Waktu itu saya merasakan ada sesuatu dalam puisi Sapardi itu yang pasti nanti saya mengerti. Sampai sekarang ternyata sesuatu itu belum juga saya mengerti. Tapi, saya tidak merasa sia-sia. Saya jadi terus-menerus mencari sesuatu dalam puisi siapa saja dengan membacanya. Saya hanya ingin mencari, seperti pada sajak Sapardi, saya tidak kecewa kalau tidak ketemu apa-apa. Dan saya pun akhirnya terus-menerus belajar menyimpan sesuatu di dalam puisi-puisi yang saya tulis.

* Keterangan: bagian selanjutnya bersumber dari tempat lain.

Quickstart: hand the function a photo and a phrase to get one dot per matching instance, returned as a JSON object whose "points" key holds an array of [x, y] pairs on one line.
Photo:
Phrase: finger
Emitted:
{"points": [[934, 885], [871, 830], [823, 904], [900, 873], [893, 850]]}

Dari sastrawan Kurnia Effendi, yang membacakan puisi di Aceh bersama Sapardi, Juni lalu, saya dapat bocoran nomor telepon genggam penyair kelahiran Solo, 20 Maret 1940 itu. “Di Aceh nomornya tidak aktif. Besok beliau kembali ke Jakarta. Semoga lekas bisa ngobrol dengan beliau,” pesan Kurnia Effendi. SMS pertama Jumat, 30 Juni 2006, akhirnya dijawab keesokan harinya oleh Sapardi. Lalu mengalirlah sejumlah tanya-jawab. Saya menambahi dengan sejumlah catatan dan kutipan, supaya lebih bermanfaat. Berikut ini dialog tanya jawab itu:
HASAN ASPAHANI (HASAN): Pak Sapardi, selamat pagi. Boleh saya ganggu dengan sejumlah SMS? Maaf, saya dapatkan nomor Anda dari Pak Kurnia Effendi.

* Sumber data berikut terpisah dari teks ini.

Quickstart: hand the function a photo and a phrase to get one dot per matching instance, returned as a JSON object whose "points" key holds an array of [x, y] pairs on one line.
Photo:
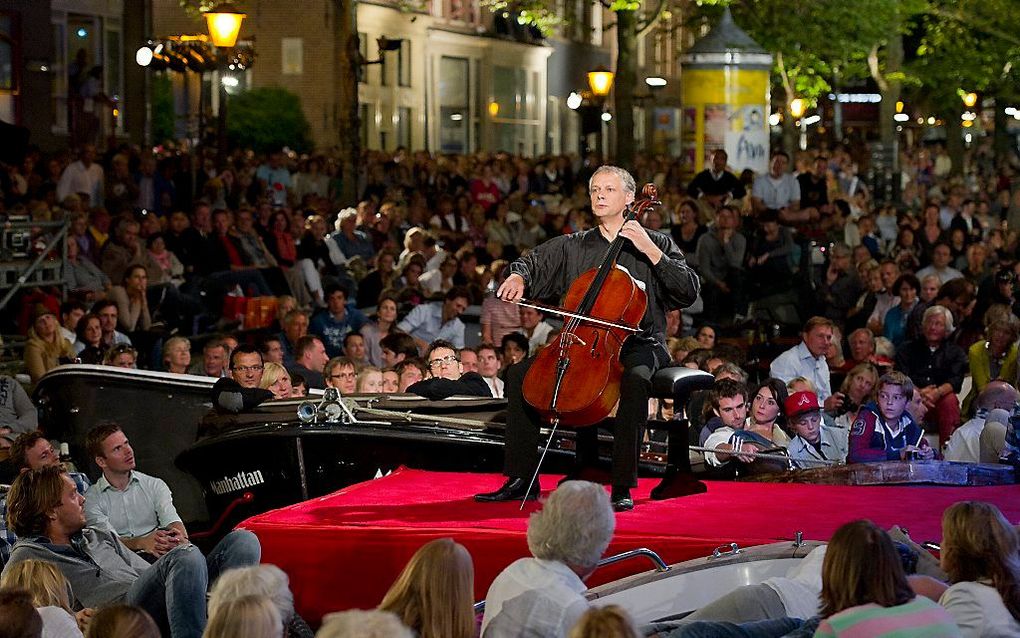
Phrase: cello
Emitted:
{"points": [[575, 380]]}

SAPARDI DJOKO DAMONO (SAPARDI): Sila.
HASAN: Paul McCartney cemas dengan usia 64. Anda sudah melewati usia itu. Apa yang paling Anda cemaskan sekarang?
SAPARDI: Saya kuatir nanti menyusahkan keluarga dan orang lain kalau sakit berkepanjangan.
Sapardi adalah kolektor piringan hitam The Beatles. Lagu The Beatles yang dinyanyikan oleh Paul McCartney itu berjudul When I Am Sixty Four dalam album Sgt Pepper Lonely Heart Club Band.
Dalam sajak “Pada Suatu Magrib” (Ayat-ayat Api, Pustaka Firdaus, 2000) penyair ini menulis tentang kerepotan usia tua. “Susah benar menyebarang di Jakarta ini;/hari hampir magrib, hujan membuat segalanya tak tertib./Dan dalam usia yang hampir enam puluh ini,/astagfirulah! rasanya di mana-mana ajal mengintip//.
HASAN: Bagaimana dengan puisi? Anda cemas kalau ada yang masih ingin Anda capai?
SAPARDI: Tidak. Tapi sulit cari waktu menulis puisi.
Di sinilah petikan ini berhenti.